# vinyl siding over asbestos??



## skymaster

consider this; Have heard from many siding contractors, that when you go over it, it cracks all to Heck, and after a little time falls off and blows out the bottom of the vinyl siding. The weight of it and force of of falling just blows the vinyl right off the blding


----------



## Cole

Brian,
I hate these questions.

I would never ever go over existing siding.

I know in some circumstances the funds are not available to take it off. But if it was me I would hold off on the work until i had enough money to tackle the project properly.


----------



## PKHI

We foam over asbestos all the time. Just make sure that if the asbestos is nailed on furring strips that you run wood strapping up the walls over wise the asbestos will crack in the hollow portions between the furring strips. The foam prevents the asbestos from moving when it cracks


----------



## joecaption

It's done all the time because it's the safest, and easyest way to do it. 
Other then being a royal pain to nail through. I've never once seen it all fall apart and blow out the bottom as suggest, if it did I sure would have heard back from customers long before now about it.


----------



## Fix'n it

joe. you dig'n up old threads ?


----------



## joecaption

Not me some new poster did that.


----------



## Fix'n it

joecaption said:


> Not me some new poster did that.


ahh, thats what i thought. and then they deleted their post. that is why i like to quote.

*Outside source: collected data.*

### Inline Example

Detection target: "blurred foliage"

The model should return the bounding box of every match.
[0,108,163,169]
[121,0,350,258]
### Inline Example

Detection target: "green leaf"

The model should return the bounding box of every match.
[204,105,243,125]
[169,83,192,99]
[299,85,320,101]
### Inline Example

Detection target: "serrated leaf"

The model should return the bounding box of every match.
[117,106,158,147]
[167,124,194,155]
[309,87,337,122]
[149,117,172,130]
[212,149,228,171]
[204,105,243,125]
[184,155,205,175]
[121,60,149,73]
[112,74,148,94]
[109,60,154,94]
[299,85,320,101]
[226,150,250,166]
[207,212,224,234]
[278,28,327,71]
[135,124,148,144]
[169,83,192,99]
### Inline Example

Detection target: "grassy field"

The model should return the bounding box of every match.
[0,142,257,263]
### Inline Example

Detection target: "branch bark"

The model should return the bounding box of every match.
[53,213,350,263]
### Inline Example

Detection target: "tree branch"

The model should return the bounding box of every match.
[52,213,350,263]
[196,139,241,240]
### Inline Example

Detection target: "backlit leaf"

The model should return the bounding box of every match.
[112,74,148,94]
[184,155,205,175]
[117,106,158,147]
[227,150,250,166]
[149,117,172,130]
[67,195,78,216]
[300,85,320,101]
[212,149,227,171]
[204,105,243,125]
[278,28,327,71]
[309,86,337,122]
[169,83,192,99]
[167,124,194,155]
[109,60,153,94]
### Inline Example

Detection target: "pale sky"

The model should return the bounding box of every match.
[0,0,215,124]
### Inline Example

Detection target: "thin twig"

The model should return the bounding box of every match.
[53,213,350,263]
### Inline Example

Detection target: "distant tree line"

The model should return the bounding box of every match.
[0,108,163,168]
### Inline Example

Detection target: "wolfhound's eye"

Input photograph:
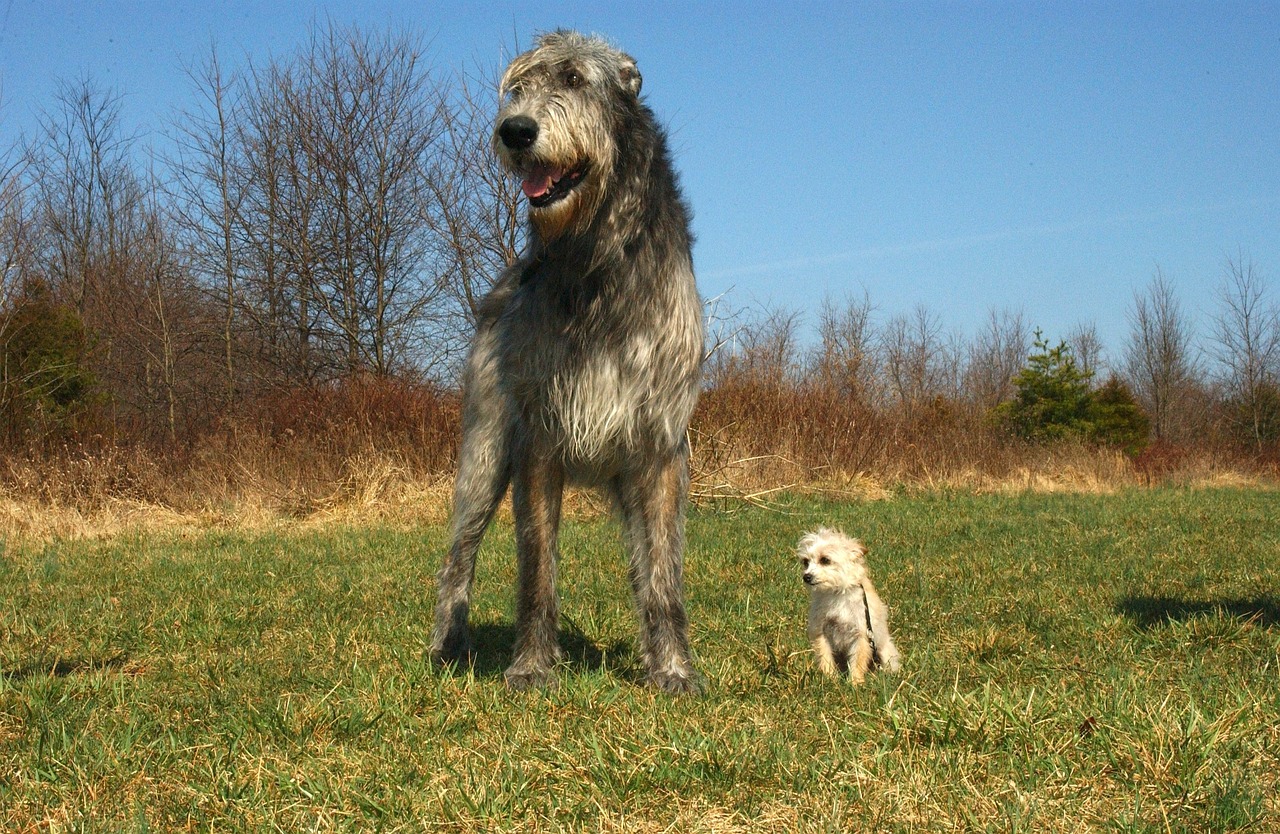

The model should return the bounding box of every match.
[563,68,584,88]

as i said, i plan to go over my current shingle siding with FB then whatever siding.
i and i don't see the current siding falling apart from the new nails. 
as always though, plans can change = take the old siding off.


----------



## firehawkmph

I just sided my buddy's house that had old aluminum siding staple to lathe, over asbestos shingles, which were fasted to 1 x 2's . Sheathing underneath was 1 x planking. My buddy took off the aluminum and lathe. I originally thought we would have to tear off the asbestos. But I installed 3/8 foamcore with my roofing nailer. It went up ok. I hand nailed the siding using 2" roofing nails. They were long enough to get into the plank sheathing. Pain in the butt, but it worked out ok.
Mike Hawkins


----------



## joecaption

Why is there what looks like a seam to the left of the bulkhead on the wall?


----------



## firehawkmph

Joe,
this house used to be a smaller cottage with a porch on the front and the back. Somebody over the years closed both of the porches in, but really didn't do it right. The side walls of the original front porch stuck out 2" from the side. I bent some coil stock to wrap the corner than channeled both sides. It was one of those jobs where you had to draw the line somewhere, he didn't want to rip the porch apart to rebuild it.
Mike Hawkins


----------



## midnite2012

If i leave the siding would it b better to sheet it with osb before vinyl siding


----------



## firehawkmph

Midnite,
If I was going to resheat the whole house, I would pull the old siding off and have a nice flat surface to work with. You can try the foam core like I did. But it really helps to have a roofing nailer to fasten the foam core with. It does a lot less damage compared to pounding each nail in. 
Mike Hawkins


----------